Avec Tita Nzebi, impossible d’appliquer le moule de l’artiste du continent africain. Longtemps, la jeune femme n’a guère prêté attention à tout ce qui était musical.
Dans son village, au Gabon, les disques appartenaient à cette catégorie d’objets rares et, dans sa famille, priorité était donnée aux études. C’est donc à vingt ans passés, au milieu des années
1990, qu’elle prend soudain «conscience de la beauté des musiques traditionnelles noires». Et débute son apprentissage.
Métiani, son premier album, porte en filigrane les marques de ce parcours: un chemin qu’elle explore à sa façon, avec «une culture musicale assez restreinte», des envies qu’elle cherche à traduire, ce qui confère au disque une forme de fraîcheur et d’innocence palpable tout au long des quatorze morceaux.

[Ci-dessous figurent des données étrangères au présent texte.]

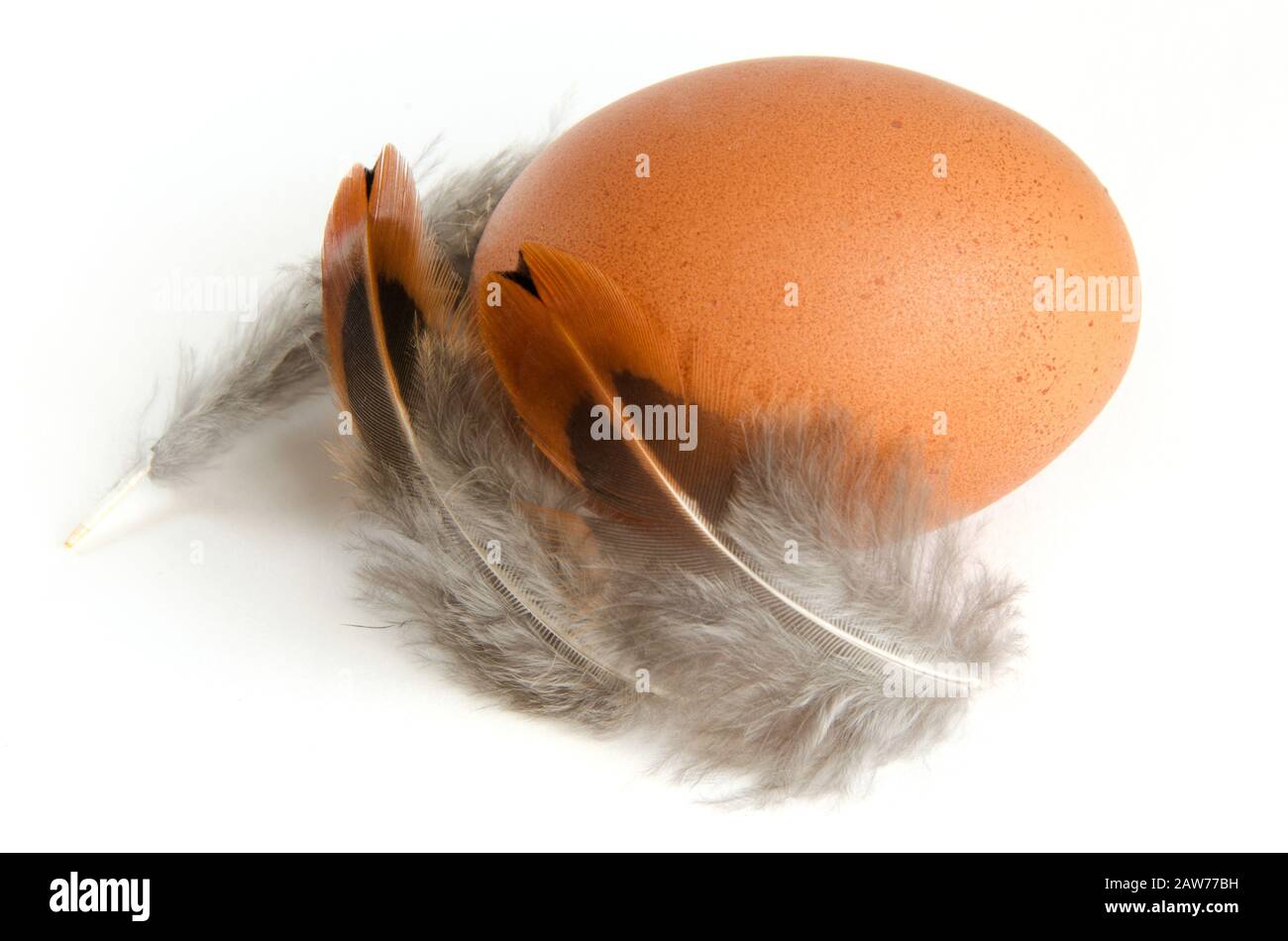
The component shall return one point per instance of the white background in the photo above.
(150, 703)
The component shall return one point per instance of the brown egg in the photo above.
(840, 232)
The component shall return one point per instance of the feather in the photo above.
(574, 351)
(387, 299)
(275, 361)
(778, 673)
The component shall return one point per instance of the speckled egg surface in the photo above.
(840, 232)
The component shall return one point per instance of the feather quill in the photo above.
(568, 573)
(275, 361)
(389, 310)
(787, 675)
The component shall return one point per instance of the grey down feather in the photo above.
(695, 660)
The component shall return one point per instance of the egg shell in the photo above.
(914, 220)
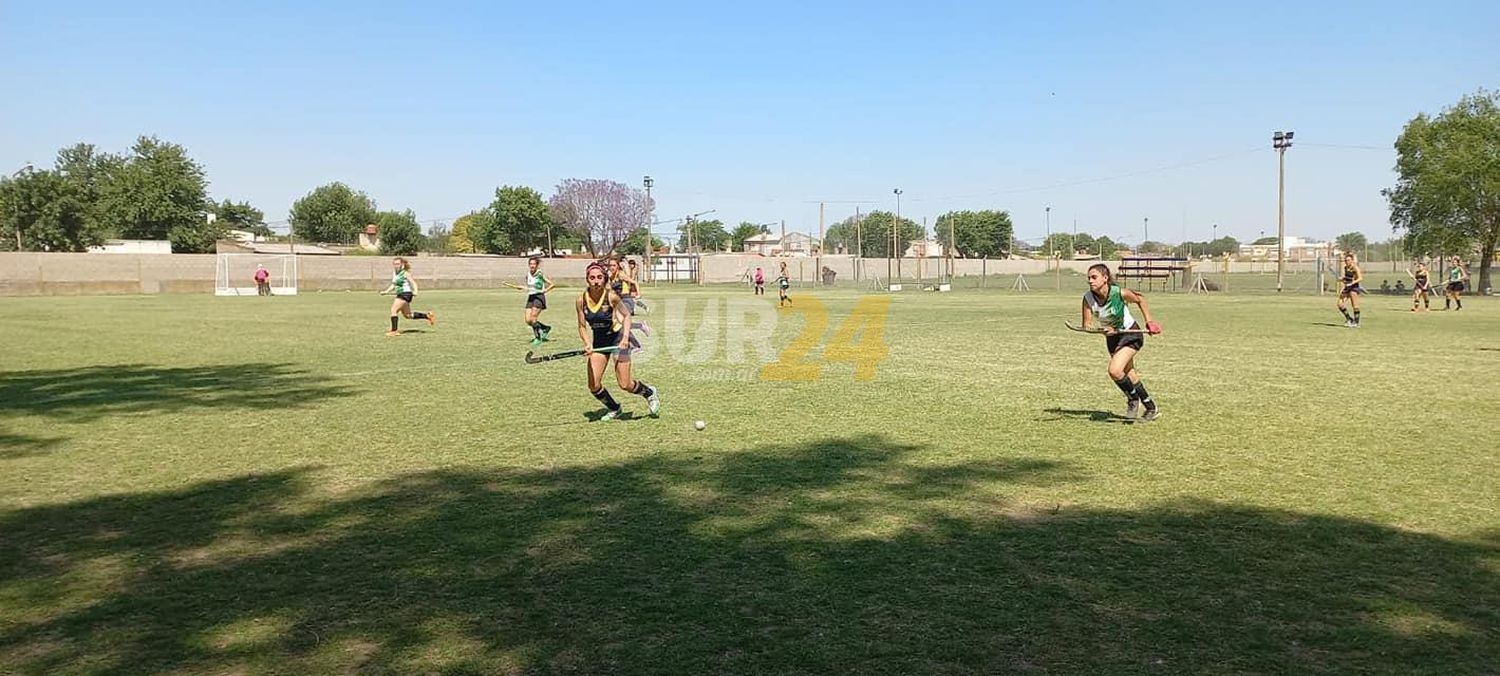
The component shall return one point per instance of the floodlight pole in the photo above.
(1281, 141)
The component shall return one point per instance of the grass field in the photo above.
(194, 484)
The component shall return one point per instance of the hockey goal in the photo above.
(236, 275)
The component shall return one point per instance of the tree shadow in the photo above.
(848, 555)
(1092, 415)
(23, 445)
(89, 393)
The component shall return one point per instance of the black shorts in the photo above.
(1124, 340)
(611, 339)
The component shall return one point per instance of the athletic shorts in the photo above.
(603, 339)
(1124, 340)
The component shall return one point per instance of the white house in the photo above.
(1298, 249)
(132, 246)
(369, 239)
(923, 249)
(798, 245)
(765, 245)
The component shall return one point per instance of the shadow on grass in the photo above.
(846, 555)
(1092, 415)
(95, 391)
(23, 445)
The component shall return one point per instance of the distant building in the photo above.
(132, 246)
(765, 245)
(369, 239)
(273, 248)
(923, 249)
(1298, 249)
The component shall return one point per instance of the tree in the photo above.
(1352, 242)
(977, 234)
(636, 243)
(599, 212)
(459, 239)
(705, 236)
(333, 213)
(438, 240)
(873, 231)
(51, 213)
(741, 233)
(399, 234)
(240, 216)
(521, 221)
(1106, 248)
(159, 194)
(1448, 179)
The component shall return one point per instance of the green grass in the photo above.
(194, 484)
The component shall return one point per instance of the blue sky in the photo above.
(1107, 113)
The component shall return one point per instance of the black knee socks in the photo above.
(1134, 391)
(608, 400)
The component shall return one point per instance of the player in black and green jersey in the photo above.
(537, 287)
(1350, 290)
(783, 282)
(605, 321)
(1455, 285)
(405, 288)
(1104, 305)
(1422, 282)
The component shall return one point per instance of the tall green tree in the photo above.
(705, 236)
(977, 234)
(240, 216)
(741, 233)
(870, 234)
(399, 233)
(1448, 179)
(159, 194)
(332, 213)
(50, 212)
(1352, 242)
(461, 239)
(521, 221)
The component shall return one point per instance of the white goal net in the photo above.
(236, 275)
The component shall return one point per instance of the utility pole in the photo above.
(1281, 141)
(648, 182)
(819, 264)
(896, 225)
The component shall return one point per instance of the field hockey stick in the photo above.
(1101, 330)
(533, 358)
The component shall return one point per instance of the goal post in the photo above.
(236, 273)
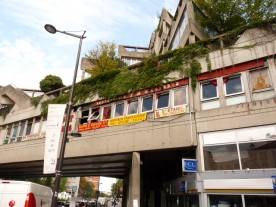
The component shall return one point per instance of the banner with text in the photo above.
(93, 126)
(53, 131)
(170, 111)
(127, 119)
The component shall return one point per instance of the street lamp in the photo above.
(51, 29)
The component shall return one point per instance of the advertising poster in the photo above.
(274, 182)
(53, 132)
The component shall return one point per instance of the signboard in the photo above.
(127, 119)
(74, 188)
(189, 165)
(183, 186)
(170, 111)
(72, 123)
(33, 136)
(53, 132)
(93, 126)
(274, 183)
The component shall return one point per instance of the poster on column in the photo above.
(53, 132)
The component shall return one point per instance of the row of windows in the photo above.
(180, 30)
(17, 130)
(166, 99)
(248, 148)
(259, 80)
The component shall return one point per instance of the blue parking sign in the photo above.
(189, 165)
(74, 188)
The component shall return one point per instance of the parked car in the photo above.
(102, 202)
(22, 193)
(62, 204)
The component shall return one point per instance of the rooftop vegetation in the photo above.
(111, 84)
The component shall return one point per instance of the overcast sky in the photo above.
(28, 53)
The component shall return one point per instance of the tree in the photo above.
(86, 188)
(226, 15)
(115, 188)
(50, 83)
(103, 58)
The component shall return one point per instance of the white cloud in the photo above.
(29, 53)
(24, 65)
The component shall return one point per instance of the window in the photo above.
(209, 90)
(132, 107)
(162, 100)
(84, 116)
(221, 157)
(253, 148)
(260, 200)
(36, 125)
(258, 155)
(119, 110)
(233, 85)
(106, 112)
(225, 200)
(21, 130)
(95, 114)
(260, 79)
(180, 96)
(29, 126)
(147, 104)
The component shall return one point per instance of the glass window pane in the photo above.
(260, 79)
(14, 133)
(225, 200)
(258, 155)
(107, 112)
(260, 200)
(147, 104)
(221, 157)
(8, 132)
(119, 110)
(132, 107)
(233, 85)
(180, 97)
(29, 127)
(163, 100)
(209, 91)
(22, 127)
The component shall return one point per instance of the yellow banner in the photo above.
(170, 111)
(127, 119)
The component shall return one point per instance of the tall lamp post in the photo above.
(51, 29)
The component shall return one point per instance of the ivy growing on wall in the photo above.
(150, 73)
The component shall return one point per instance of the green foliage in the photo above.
(63, 182)
(103, 58)
(226, 15)
(153, 72)
(86, 188)
(50, 83)
(35, 100)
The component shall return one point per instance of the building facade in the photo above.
(212, 145)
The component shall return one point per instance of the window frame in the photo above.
(250, 79)
(201, 90)
(157, 99)
(173, 96)
(102, 109)
(142, 102)
(232, 77)
(123, 108)
(128, 104)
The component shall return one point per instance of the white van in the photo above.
(24, 194)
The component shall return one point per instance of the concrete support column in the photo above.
(134, 181)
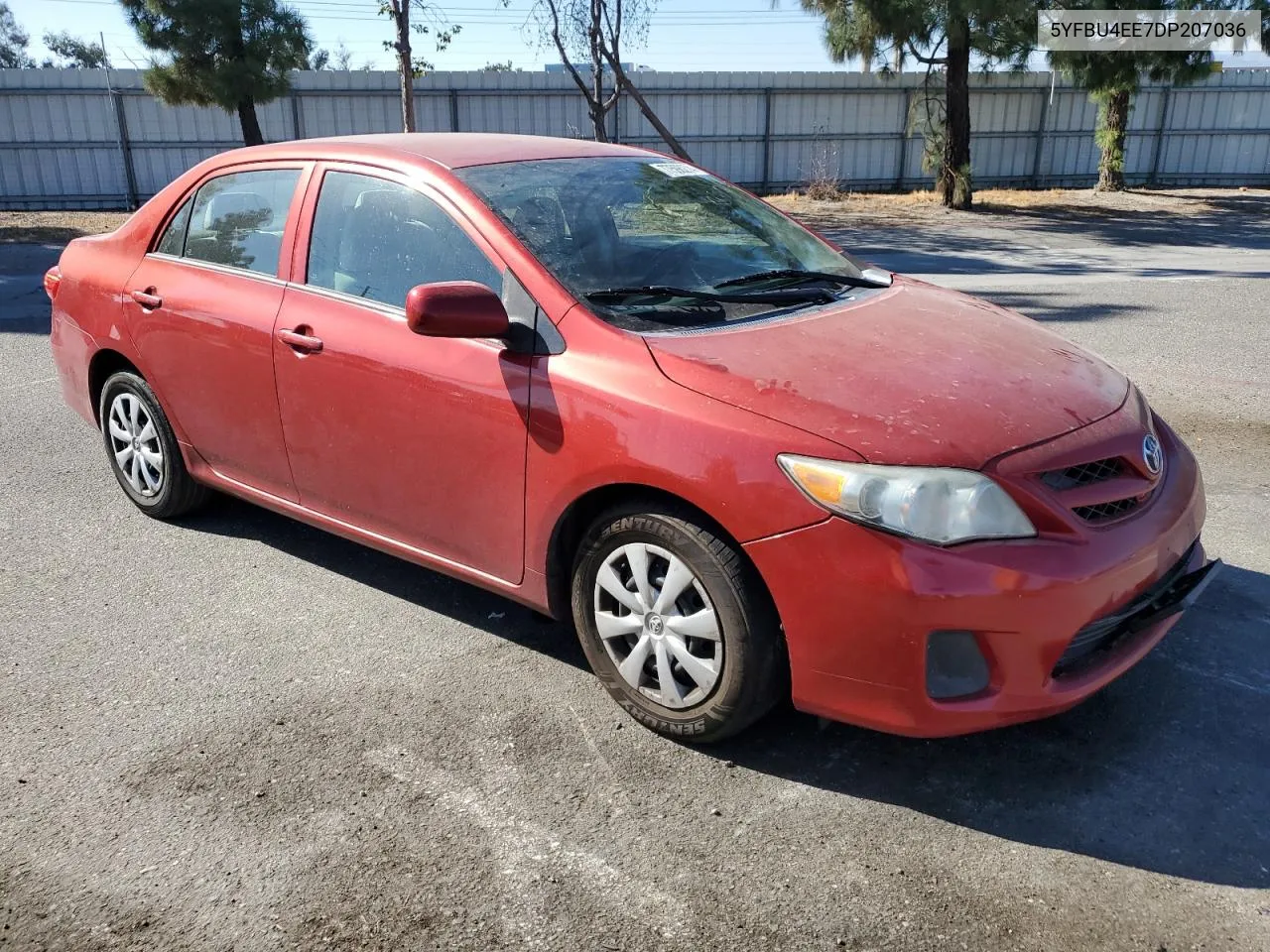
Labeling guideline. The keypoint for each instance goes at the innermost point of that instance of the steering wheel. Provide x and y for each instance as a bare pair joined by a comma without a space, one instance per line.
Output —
680,259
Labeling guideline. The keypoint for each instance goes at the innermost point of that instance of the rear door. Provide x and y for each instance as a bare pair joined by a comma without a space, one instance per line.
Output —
418,439
200,309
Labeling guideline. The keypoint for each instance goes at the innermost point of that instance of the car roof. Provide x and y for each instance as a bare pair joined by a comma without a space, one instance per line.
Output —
452,150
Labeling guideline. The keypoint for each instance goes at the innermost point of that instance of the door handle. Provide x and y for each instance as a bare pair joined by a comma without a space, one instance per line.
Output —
300,340
148,299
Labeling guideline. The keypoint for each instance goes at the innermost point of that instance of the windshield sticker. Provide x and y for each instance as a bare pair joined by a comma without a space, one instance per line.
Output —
677,171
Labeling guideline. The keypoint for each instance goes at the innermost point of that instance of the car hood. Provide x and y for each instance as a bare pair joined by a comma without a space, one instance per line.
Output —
913,375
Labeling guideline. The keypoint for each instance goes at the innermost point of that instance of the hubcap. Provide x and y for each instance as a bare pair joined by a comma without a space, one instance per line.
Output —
135,443
658,625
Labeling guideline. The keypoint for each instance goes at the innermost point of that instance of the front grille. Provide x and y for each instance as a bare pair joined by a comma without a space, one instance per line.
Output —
1083,475
1105,512
1101,635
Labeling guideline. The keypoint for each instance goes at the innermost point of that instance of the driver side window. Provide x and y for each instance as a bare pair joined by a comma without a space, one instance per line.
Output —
377,239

Son dernier titre ‘Dictature inavouée’ se veut engagé au décours d’un simulacre d’élection présidentielle dans son pays d’origine, faut-il s’en étonner, tant le texte, l’interprétation sont pleins de colère, de révolte.Une interprétation qui exprime le désir de dignité, de respect. Ce n’est donc pas de la musique ‘commerciale’, c’est de la musique à aimer, que l’on ressent au plus profond de nous-mêmes. On peut ne pas y être sensible, cela dépend de nos goûts, mais on ne peut nier le travail de création intense, la recherche, parfois précipité par l’actualité.